KABUL — America’s $146 billion nation-building effort in Afghanistan is ending not with a victory, but a blistering audit. In its final report to Congress, the U.S. Special Inspector General for Afghanistan Reconstruction (SIGAR) has painted a devastating portrait of the 20-year Western intervention — a campaign riddled with waste, corruption, and strategic blindness that left little lasting impact as the Taliban surged back to power.
The 99-page report, released July 30, lays bare how billions in taxpayer dollars were funneled into projects the Afghan government didn’t want, couldn’t sustain, or never used — including $26 million in border police compounds now abandoned or used as chicken coops. SIGAR concluded that Western priorities consistently overlooked governance and accountability, instead fueling a system that “rewarded corruption and punished transparency.”
“For years, SIGAR showed us where things were going wrong,” said Orzala Nemat, a senior fellow at London’s Royal United Services Institute. “But the warnings were ignored until it was too late.”
The report is equally critical of the Trump administration’s abrupt aid cuts.
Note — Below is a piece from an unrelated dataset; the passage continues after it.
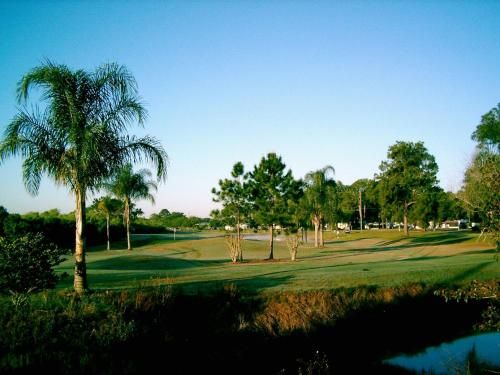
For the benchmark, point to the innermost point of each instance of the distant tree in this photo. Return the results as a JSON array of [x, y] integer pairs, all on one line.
[[319, 193], [233, 196], [129, 186], [487, 133], [270, 190], [4, 214], [108, 206], [80, 139], [27, 263], [426, 208], [481, 190], [409, 172]]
Key humanitarian programs — from food aid to shelters for trafficking survivors — were canceled with little warning and no explanation, according to U.S. officials cited in the report. The dismantling of USAID’s operations this year, prompted by an executive order claiming the foreign aid system was “antithetical to American values,” has left thousands of vulnerable Afghans without support.
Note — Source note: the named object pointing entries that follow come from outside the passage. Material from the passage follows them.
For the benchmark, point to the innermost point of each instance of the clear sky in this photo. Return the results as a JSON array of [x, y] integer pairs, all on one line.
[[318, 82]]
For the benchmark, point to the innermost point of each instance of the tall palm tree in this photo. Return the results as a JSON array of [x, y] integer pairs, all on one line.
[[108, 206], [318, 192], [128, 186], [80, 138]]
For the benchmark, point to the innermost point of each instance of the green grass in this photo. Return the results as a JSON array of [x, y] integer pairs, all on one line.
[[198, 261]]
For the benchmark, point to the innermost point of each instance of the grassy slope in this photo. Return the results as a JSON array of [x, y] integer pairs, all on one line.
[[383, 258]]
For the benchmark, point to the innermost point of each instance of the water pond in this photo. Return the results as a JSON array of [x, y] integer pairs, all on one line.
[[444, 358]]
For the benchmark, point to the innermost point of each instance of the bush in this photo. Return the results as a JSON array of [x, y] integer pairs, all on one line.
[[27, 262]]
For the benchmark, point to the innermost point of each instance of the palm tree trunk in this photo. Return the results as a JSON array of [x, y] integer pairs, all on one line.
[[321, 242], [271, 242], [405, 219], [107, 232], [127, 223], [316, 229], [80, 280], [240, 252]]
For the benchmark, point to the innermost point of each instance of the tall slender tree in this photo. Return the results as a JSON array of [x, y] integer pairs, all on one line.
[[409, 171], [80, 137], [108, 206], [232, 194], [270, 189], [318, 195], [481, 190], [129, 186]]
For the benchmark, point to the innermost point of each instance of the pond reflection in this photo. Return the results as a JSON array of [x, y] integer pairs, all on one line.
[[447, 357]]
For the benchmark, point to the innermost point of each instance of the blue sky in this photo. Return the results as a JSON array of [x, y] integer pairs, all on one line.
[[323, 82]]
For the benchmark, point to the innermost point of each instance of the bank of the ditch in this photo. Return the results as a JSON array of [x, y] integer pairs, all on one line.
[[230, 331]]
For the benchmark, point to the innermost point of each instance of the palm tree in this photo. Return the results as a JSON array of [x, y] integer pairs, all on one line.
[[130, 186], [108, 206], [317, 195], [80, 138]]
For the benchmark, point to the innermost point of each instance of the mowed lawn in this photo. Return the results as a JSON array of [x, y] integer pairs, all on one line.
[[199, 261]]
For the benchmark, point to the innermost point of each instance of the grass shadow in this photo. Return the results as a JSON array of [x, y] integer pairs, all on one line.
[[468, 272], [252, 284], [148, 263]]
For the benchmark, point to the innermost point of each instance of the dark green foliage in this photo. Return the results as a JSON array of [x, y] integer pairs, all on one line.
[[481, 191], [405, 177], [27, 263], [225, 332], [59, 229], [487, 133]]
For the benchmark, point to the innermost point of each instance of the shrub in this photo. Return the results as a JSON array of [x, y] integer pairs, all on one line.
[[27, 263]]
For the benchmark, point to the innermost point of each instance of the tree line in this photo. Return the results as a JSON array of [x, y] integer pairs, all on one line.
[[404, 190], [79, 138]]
SIGAR also raised red flags over reports of Taliban intelligence forces forcibly seizing U.S.-funded property — including military-grade equipment — as projects wound down. While U.S. agencies in Washington downplayed the claims, local partners described armed raids, staff detentions, and confiscated assets.
Former President Donald Trump, who ordered the 2021 withdrawal, has repeatedly demanded the Taliban return billions in military gear left behind. “Afghanistan is now one of the biggest sellers of U.S. weapons in the world,” Trump said earlier this year. “We want our equipment back.”
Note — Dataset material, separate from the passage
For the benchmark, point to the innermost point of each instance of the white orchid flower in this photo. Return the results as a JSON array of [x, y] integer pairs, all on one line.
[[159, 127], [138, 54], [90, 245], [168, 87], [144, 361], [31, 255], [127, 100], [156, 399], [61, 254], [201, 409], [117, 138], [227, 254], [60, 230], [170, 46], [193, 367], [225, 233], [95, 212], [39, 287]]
With the release of this final report, SIGAR — long regarded as a rare voice of accountability in America’s longest war — will formally shut down in September. Its last publication will attempt to draw lessons from the failures in Afghanistan, as well as other troubled interventions like Gaza and Syria.
But for many observers, the damage has already been done. “This archive is essential,” said analyst Thomas Ruttig. “But had the U.S. government listened to its own watchdog years ago, we might not be talking about failure today.”